Walker tried to soothe him. “The arguments you were making were right. Your office had a guy come in who must have looked like Werfel and had Werfel’s identification. Your assistant manager had him sign the releases and quitclaims before she paid him. She followed the company’s procedures. The position you’re taking is correct: everything was done right. But the place for that conversation is inside the company, not with the beneficiary.”

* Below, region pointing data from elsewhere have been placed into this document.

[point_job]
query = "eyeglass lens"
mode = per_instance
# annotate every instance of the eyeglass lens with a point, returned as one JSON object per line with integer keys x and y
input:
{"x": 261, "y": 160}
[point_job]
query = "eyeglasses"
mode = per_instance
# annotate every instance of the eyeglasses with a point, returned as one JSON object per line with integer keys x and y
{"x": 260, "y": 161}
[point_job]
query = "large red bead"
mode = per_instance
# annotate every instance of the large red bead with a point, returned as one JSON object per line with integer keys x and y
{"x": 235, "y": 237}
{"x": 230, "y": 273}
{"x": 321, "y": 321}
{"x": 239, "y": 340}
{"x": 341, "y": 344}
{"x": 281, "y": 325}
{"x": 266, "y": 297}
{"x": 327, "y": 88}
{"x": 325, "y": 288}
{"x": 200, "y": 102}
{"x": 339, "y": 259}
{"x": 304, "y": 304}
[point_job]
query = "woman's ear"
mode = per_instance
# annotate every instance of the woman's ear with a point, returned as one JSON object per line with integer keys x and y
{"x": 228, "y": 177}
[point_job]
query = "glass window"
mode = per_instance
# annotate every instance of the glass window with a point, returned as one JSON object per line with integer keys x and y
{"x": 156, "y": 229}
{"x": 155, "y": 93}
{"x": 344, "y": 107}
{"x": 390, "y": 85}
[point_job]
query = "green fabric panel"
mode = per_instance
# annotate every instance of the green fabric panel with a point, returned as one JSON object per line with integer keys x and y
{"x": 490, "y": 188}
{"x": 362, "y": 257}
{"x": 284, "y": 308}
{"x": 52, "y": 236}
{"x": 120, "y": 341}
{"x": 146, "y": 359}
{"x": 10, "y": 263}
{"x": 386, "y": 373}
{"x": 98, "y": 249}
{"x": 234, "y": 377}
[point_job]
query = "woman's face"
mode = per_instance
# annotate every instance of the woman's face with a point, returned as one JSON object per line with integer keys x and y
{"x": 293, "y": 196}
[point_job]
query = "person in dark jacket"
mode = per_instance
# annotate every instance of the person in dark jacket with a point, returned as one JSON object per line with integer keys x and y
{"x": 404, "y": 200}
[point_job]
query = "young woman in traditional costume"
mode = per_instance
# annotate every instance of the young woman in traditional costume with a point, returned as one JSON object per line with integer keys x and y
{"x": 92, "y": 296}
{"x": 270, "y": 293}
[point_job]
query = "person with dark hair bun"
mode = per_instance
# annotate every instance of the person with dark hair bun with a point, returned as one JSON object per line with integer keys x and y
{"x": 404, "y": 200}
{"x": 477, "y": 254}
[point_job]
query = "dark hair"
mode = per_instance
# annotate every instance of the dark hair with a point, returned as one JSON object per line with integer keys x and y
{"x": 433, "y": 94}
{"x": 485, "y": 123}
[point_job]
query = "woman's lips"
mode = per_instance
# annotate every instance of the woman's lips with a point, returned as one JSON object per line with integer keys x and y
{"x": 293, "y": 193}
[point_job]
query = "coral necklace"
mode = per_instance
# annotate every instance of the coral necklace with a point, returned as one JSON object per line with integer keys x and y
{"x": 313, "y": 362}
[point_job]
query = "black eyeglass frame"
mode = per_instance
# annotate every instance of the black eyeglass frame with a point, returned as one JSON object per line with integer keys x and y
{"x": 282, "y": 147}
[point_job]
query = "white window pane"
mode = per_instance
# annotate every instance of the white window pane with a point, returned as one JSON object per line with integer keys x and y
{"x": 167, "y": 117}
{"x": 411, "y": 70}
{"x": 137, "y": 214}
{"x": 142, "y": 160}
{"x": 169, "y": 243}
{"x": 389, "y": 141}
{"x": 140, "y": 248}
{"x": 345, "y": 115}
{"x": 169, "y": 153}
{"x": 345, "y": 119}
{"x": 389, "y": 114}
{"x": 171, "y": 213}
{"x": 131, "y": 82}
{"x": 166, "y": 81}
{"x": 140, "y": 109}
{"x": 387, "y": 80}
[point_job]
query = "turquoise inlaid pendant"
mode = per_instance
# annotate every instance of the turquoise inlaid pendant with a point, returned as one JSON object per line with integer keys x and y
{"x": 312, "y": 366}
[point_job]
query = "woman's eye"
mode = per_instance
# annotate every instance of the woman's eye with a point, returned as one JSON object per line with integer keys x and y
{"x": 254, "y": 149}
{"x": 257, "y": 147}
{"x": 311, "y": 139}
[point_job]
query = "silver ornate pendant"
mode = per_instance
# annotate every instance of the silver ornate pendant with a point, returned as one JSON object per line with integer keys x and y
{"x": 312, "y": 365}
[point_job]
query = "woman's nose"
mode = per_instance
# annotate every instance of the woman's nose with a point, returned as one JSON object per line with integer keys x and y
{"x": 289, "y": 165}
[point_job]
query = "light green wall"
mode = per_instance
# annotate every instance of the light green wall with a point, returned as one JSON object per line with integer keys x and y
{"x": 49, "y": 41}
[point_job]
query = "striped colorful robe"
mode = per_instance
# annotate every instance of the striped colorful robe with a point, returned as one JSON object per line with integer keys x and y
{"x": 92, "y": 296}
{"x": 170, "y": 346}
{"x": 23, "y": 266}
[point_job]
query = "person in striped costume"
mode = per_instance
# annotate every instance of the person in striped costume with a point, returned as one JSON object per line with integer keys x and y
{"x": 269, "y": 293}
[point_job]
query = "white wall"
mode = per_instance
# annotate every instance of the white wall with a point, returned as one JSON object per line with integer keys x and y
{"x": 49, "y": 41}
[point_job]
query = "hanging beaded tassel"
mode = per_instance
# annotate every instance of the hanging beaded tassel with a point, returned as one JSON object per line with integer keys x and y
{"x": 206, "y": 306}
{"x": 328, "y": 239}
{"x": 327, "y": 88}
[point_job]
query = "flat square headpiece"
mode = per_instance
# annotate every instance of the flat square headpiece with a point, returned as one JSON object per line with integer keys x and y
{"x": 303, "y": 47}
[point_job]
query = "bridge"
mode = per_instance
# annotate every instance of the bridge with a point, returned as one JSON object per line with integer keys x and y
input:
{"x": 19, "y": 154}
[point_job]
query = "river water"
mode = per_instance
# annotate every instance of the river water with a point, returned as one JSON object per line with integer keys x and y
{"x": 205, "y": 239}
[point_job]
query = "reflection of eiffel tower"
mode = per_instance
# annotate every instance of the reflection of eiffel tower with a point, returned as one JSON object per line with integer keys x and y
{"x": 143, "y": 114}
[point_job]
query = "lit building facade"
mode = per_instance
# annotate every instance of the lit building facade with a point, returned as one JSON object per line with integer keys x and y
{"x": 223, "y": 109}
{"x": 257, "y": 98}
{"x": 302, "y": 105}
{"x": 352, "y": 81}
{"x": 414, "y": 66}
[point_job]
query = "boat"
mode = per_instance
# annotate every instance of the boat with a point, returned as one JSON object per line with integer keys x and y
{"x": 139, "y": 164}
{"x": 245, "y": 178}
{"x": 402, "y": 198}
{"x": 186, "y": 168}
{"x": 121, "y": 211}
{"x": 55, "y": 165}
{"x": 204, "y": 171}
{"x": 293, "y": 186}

Winters shook his head as though to clear it of Walker’s nonsense. “It’s twelve million. Suppose it was you. Suppose you could get a smaller amount—say five million, or six—today. Or, you could go to court for years, waiting and paying legal fees, and maybe never get a dime. Would you take the offer?”
“Yes,” said Walker. “I would. But the reason I would is that I don’t have five million, and never expect to. If I were Alan Werfel, I think I would sue for it.”
Winter smiled and raised his eyebrows. “Let him.”
Walker tried again. “The company will get its money back when this fake Werfel is caught. Maybe all of it, maybe just a big part of it. The company has a really good record of recovery in simple fraud cases. Seventy-six point eight percent last year.” He wished he had not said that. He was sounding like an analyst; high-level executives probably didn’t have statistics spilling from their memories into their conversations.